The Practice Organization is also joining forces with the APA Insurance Trust, for which HIPAA is a relevant area given the Trust’s concern with practitioner risk management issues. The APA Practice Organization–Insurance Trust collaboration involves the development of compliance resources including practice assessment tools, model policies and procedures, and forms and checklists tailored to psychology practice.
Among the additional major related directorate initiatives in progress as of February:
In March, the APA Practice Organization will mail free of charge to all APA members who pay the special assessment a detailed publication entitled, “Getting Ready For HIPAA: What You Need to Know.”
Special assessment payers also will receive the Winter 2001-2002 issue of the Practice Directorate’s Practitioner Focus newsletter, a special issue on HIPAA compliance.
Certain of the psychology leaders attending the directorate’s March 2002 State Leadership Conference will participate in a “train the trainers” workshop featuring a Power Point presentation on what psychologists need to know about HIPAA.
Call for Nominations: Advisory Committee on Colleague Assistance
The Board of Professional Affairs (BPA) seeks nominations for its Advisory Committee on Colleague Assistance (ACCA) for two three-year terms starting January 2003. ACCA is an ad hoc advisory committee to BPA. Its mission includes: (1) investigating the unique needs of psychologists for professional health and well-being, (2) promoting the development and continuation of state-level colleague assistance programs and peer assistance networks, and (3) developing relationships between state ethics committees, licensing boards, and state colleague assistance programs. Participation in ACCA requires a significant time commitment including two meetings per year in Washington, DC, work on individual projects, and conference calls.
Nominees are sought with experience in prevention of professional stress and distress, occupational health for psychologists, forensics, and ethics. Nominees who have previously worked on these issues with an ethics committee, licensing board, or state psychological association are encouraged. BPA and ACCA seek candidates who will enhance the diversity of the advisory committee. Divisions and APA members are asked to submit their nominations to Chris McLaughlin in the APA Practice Directorate no later than June 1, 2002.

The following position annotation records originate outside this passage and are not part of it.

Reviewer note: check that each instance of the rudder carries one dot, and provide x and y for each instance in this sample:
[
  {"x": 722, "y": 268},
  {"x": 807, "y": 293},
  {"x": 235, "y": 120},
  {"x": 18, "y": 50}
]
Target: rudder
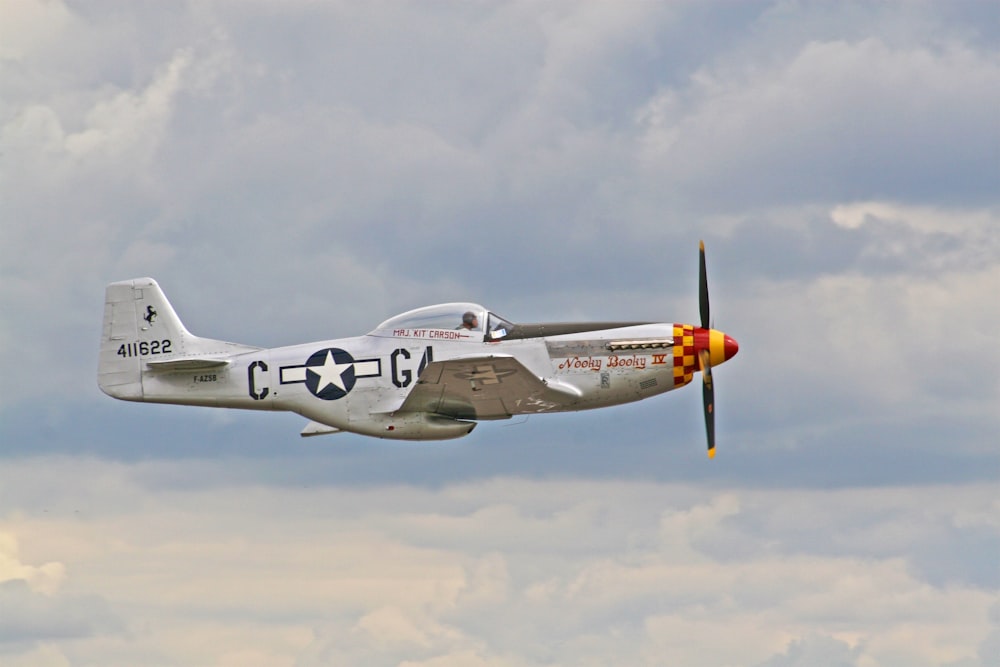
[{"x": 142, "y": 330}]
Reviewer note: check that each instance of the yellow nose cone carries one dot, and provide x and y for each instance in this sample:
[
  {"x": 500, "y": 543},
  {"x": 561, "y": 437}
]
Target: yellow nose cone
[{"x": 721, "y": 347}]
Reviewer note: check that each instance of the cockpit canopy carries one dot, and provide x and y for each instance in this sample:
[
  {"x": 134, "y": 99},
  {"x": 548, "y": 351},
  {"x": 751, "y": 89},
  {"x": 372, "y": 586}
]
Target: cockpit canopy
[{"x": 447, "y": 321}]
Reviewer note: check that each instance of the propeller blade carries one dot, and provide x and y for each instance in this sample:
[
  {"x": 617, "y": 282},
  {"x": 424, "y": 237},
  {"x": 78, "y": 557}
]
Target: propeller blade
[
  {"x": 708, "y": 399},
  {"x": 703, "y": 286}
]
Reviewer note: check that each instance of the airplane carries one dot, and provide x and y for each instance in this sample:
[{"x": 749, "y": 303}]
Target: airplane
[{"x": 428, "y": 374}]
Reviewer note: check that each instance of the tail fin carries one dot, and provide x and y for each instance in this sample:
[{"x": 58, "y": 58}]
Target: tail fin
[{"x": 142, "y": 334}]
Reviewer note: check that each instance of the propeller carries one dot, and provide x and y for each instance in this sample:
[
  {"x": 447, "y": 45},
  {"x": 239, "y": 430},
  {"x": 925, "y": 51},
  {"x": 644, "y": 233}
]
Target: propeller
[{"x": 707, "y": 390}]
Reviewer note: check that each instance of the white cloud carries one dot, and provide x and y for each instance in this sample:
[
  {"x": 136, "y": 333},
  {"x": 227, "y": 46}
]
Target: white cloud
[
  {"x": 44, "y": 579},
  {"x": 642, "y": 574}
]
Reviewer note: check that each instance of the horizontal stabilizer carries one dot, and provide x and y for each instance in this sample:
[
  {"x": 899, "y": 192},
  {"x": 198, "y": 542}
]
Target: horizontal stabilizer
[
  {"x": 187, "y": 364},
  {"x": 315, "y": 428}
]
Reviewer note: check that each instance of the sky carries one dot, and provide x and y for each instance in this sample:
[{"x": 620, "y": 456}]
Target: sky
[{"x": 294, "y": 171}]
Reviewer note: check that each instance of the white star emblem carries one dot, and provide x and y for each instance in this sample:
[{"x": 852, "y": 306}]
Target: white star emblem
[{"x": 330, "y": 373}]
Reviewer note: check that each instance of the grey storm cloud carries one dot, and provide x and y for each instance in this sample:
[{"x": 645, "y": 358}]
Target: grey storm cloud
[{"x": 300, "y": 171}]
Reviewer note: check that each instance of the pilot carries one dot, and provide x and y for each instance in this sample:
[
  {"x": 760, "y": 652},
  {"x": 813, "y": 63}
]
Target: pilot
[{"x": 469, "y": 321}]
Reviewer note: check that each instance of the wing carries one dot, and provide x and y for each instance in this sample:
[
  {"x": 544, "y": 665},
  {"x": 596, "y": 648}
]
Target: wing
[{"x": 485, "y": 387}]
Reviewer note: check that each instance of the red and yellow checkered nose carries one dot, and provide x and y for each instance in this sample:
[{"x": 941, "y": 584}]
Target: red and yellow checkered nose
[{"x": 689, "y": 341}]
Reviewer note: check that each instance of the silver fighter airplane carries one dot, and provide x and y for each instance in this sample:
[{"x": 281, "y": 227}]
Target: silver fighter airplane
[{"x": 428, "y": 374}]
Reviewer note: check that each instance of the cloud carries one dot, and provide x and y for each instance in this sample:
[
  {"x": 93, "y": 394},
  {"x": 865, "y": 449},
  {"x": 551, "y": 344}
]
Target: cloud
[{"x": 504, "y": 571}]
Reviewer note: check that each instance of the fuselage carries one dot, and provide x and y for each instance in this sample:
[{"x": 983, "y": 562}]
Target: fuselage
[{"x": 359, "y": 384}]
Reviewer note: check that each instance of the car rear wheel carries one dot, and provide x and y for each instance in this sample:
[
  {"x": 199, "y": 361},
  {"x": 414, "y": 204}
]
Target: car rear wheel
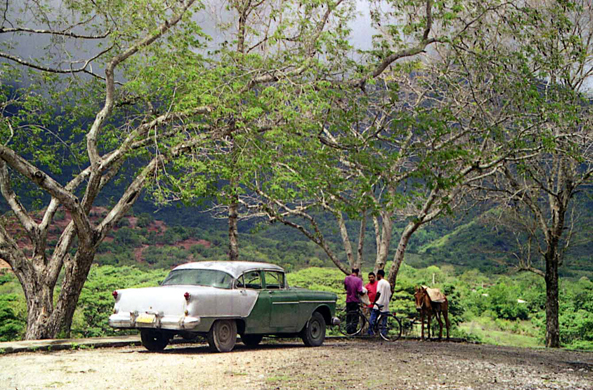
[
  {"x": 222, "y": 336},
  {"x": 313, "y": 334},
  {"x": 251, "y": 340},
  {"x": 153, "y": 340}
]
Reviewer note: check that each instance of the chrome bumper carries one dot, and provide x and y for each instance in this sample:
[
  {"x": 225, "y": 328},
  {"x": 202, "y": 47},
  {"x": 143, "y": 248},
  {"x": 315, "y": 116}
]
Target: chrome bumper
[{"x": 132, "y": 320}]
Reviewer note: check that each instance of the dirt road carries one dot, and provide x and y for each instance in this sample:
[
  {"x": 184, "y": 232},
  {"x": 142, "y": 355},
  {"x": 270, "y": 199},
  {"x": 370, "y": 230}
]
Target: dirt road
[{"x": 363, "y": 364}]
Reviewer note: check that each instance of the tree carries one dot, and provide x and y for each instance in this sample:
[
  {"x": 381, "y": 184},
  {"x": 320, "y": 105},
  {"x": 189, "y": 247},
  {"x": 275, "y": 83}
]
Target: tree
[
  {"x": 541, "y": 56},
  {"x": 375, "y": 142},
  {"x": 140, "y": 51}
]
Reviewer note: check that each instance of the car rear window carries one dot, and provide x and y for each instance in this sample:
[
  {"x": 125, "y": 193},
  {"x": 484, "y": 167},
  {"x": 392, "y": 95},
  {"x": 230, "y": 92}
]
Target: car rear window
[{"x": 198, "y": 277}]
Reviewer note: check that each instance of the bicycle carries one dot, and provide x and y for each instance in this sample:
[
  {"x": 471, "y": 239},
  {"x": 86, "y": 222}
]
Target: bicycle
[{"x": 391, "y": 331}]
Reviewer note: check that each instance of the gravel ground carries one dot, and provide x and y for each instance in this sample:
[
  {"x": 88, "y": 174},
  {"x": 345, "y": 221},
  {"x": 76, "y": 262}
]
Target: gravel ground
[{"x": 358, "y": 364}]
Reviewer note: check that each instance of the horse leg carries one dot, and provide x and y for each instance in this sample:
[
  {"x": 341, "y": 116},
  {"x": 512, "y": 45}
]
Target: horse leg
[
  {"x": 438, "y": 317},
  {"x": 422, "y": 327},
  {"x": 446, "y": 314}
]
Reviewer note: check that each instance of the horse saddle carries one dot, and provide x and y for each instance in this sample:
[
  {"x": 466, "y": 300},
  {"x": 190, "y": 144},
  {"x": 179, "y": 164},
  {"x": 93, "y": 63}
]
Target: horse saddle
[{"x": 435, "y": 295}]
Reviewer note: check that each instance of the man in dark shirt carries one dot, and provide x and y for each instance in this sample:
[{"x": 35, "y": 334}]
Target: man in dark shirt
[{"x": 353, "y": 286}]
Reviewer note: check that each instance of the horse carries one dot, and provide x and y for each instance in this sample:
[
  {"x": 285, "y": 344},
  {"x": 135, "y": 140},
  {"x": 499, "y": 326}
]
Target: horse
[{"x": 428, "y": 307}]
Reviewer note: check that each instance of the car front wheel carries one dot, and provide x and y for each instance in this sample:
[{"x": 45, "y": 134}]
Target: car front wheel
[
  {"x": 313, "y": 334},
  {"x": 222, "y": 336},
  {"x": 153, "y": 340}
]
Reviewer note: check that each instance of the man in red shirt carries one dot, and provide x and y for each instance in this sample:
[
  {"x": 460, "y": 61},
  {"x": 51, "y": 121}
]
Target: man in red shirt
[
  {"x": 353, "y": 287},
  {"x": 371, "y": 288}
]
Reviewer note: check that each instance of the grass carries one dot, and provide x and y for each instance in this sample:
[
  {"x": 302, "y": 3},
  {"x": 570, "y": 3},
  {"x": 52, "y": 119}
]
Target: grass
[{"x": 488, "y": 333}]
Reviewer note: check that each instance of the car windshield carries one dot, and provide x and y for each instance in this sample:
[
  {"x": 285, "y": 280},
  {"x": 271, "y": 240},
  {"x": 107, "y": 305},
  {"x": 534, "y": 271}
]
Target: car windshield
[{"x": 198, "y": 277}]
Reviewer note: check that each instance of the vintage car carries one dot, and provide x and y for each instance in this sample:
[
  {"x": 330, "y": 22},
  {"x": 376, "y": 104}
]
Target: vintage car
[{"x": 220, "y": 299}]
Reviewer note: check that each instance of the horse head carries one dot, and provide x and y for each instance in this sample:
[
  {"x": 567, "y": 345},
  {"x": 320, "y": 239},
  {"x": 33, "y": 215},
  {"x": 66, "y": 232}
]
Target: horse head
[{"x": 419, "y": 296}]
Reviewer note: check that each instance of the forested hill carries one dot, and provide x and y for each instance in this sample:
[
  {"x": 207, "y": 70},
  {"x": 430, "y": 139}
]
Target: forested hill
[{"x": 166, "y": 237}]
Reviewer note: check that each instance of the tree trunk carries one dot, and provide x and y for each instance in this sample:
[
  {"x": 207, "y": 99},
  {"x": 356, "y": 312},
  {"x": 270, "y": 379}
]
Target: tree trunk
[
  {"x": 552, "y": 323},
  {"x": 383, "y": 238},
  {"x": 39, "y": 310},
  {"x": 75, "y": 275},
  {"x": 233, "y": 230},
  {"x": 398, "y": 258}
]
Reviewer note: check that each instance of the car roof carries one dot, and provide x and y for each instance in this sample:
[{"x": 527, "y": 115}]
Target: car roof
[{"x": 234, "y": 268}]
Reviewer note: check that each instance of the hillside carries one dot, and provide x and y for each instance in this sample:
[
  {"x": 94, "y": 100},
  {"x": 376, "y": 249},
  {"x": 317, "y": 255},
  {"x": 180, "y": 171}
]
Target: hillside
[{"x": 175, "y": 235}]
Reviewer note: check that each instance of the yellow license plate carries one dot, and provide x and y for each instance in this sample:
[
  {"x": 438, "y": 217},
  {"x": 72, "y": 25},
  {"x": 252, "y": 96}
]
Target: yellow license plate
[{"x": 145, "y": 319}]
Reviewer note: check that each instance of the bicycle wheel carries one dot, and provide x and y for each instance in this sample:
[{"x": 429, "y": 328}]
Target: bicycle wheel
[
  {"x": 357, "y": 324},
  {"x": 392, "y": 330}
]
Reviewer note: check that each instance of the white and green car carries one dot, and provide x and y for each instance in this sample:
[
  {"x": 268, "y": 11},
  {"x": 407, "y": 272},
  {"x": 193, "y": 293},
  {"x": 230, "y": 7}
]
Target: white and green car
[{"x": 220, "y": 299}]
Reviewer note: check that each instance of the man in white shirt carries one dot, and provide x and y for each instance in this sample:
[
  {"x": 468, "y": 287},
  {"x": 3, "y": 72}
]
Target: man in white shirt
[{"x": 381, "y": 304}]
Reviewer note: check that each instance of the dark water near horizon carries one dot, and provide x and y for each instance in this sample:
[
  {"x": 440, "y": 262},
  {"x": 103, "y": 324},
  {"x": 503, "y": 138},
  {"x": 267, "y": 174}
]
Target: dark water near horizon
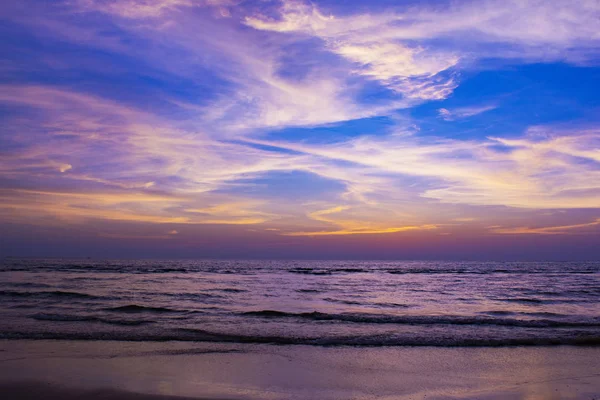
[{"x": 364, "y": 303}]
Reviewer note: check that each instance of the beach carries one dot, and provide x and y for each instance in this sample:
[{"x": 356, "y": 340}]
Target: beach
[{"x": 160, "y": 371}]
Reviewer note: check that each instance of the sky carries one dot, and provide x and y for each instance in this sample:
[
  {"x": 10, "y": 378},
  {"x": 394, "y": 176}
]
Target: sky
[{"x": 295, "y": 129}]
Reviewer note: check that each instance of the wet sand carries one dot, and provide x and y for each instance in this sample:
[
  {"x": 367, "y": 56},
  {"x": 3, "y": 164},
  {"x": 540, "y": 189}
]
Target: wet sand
[{"x": 174, "y": 370}]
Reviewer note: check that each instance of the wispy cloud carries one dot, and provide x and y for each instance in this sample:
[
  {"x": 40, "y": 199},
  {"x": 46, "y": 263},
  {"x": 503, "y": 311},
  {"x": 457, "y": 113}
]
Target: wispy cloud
[
  {"x": 463, "y": 112},
  {"x": 79, "y": 149},
  {"x": 547, "y": 230}
]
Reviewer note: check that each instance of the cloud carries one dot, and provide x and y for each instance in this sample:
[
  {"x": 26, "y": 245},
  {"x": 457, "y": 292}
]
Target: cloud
[
  {"x": 463, "y": 112},
  {"x": 398, "y": 48},
  {"x": 352, "y": 225},
  {"x": 551, "y": 171},
  {"x": 548, "y": 230}
]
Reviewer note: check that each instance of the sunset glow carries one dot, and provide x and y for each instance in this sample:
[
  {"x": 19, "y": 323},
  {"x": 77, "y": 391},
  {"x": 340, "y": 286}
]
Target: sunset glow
[{"x": 226, "y": 128}]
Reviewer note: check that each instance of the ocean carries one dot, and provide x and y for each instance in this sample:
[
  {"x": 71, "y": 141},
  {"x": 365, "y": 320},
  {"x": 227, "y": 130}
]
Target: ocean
[{"x": 315, "y": 303}]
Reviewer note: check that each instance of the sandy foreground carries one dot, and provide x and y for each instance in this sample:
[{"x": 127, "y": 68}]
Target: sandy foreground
[{"x": 165, "y": 371}]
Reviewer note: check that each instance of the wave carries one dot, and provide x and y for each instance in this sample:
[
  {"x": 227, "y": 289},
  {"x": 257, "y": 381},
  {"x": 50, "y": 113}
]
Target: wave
[
  {"x": 198, "y": 335},
  {"x": 422, "y": 319},
  {"x": 134, "y": 309},
  {"x": 87, "y": 318},
  {"x": 47, "y": 294}
]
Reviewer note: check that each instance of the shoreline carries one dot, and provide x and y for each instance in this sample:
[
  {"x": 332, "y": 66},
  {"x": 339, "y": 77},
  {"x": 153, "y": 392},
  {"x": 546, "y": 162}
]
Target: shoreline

The Board of Professional Affairs (BPA) seeks nominations for up to three three-year terms on its Committee on Professional Practice and Standards (COPPS) starting January 2003. COPPS is a continuing committee to BPA. Its mission includes (1) developing and recommending to BPA standards and guidelines for providers of psychological services; (2) together with BPA, providing assistance to other APA bodies developing practice guidelines; and (3) monitoring, evaluating, and developing information regarding the scientific and professional aspects of psychological services.
While all applicants will be seriously considered, those with experience in guidelines and standard development, forensic psychology, in APA governance, and those who have legal and/or ethics backgrounds are particularly encouraged to apply. BPA seeks candidates who will enhance the diversity of the Committee. Well-developed writing and information research skills are an asset to the Committee.
Participation in COPPS requires a significant annual time commitment including three meetings in Washington, DC, work on individual projects, and conference calls. Members of other APA standing or continuing Boards or Committee may not serve on COPPS. Divisions and APA members are asked to submit their nominations to Chris McLaughlin in the APA Practice Directorate no later than June 1, 2002.